The abutters, furious that the Land Bank acquisition would open the way to public visits to what has been their hidden, privately-owned Vineyard treasure, and unable to outright undue the purchase, worked assiduously through sympathetic contacts in EOEA offices to defeat the perfectly reasonable management plan the Land Bank proposed. EOEA, careless of its obligation to deal fairly with the Land Bank and the public, as well as with the environmental challenges presented by public access, imposed a sham management plan that disadvantages the public and, embarrassingly, ignores years of indifferent treatment of the pond environment by private owners who piously leapt to the defend against the public's onslaught.
Now, the Land Bank has moved to redress this wrong in letters to Ian Bowles, the new secretary of EOEA, asking that the environmental ecologist in the Natural Heritage and Endangered Species Program (NHESP) who disparaged the Land Bank's record of environmental management be prohibited from reviewing or commenting on Land Bank management plans. The Land Bank has also asked Mr.

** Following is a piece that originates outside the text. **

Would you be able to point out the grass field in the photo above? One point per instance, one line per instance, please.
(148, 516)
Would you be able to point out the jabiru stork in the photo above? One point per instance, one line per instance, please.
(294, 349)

Bowles to investigate "inappropriate influence" by abutters on the state's review of the Land Bank's management plan and to accept changes to the plan that would permit public access to the property this summer.
In 2005, Ellen Roy Herzfelder, then the EOEA secretary, rejected a management plan for Ice House Pond (Manaquayak Preserve), the first time in the public land conservation agency's history that the state failed to approve a proposed management plan. In April 2006, the Land Bank submitted a revised plan. In July, a new EOEA secretary, Stephen Pritchard, approved the plan but, for the first time in 20 years, imposed an especially detailed set of conditions.
The Land Bank commissioners, the West Tisbury town advisory board members, and the Land Bank's professional management staff have been scrupulous conservators of hundreds of acres of property acquired on behalf of Islanders and visitors over the Land Bank's 20-year history. The Land Bank's plan for its Ice House property is a responsible tool with which to care for the new Manaquayak Preserve. Ice House Pond is getting better treatment from the Land Bank than it ever got from private riparian owners. The Land Bank and the general public, which funds the Land Bank's important work, have, till now, gotten the short end of the stick. The effort now underway attempts to correct this unfairness. State environmental officials, who have acceded to the demands of private interests, have compromised the interests of Islanders and other Massachusetts residents to whom they are responsible. Islanders must hope that the Land Bank's efforts, along with an encouraging change at the top of EOEA - after all, Islanders know and like Ian Bowles, and he, a part-time Falmouth resident, knows us - will succeed.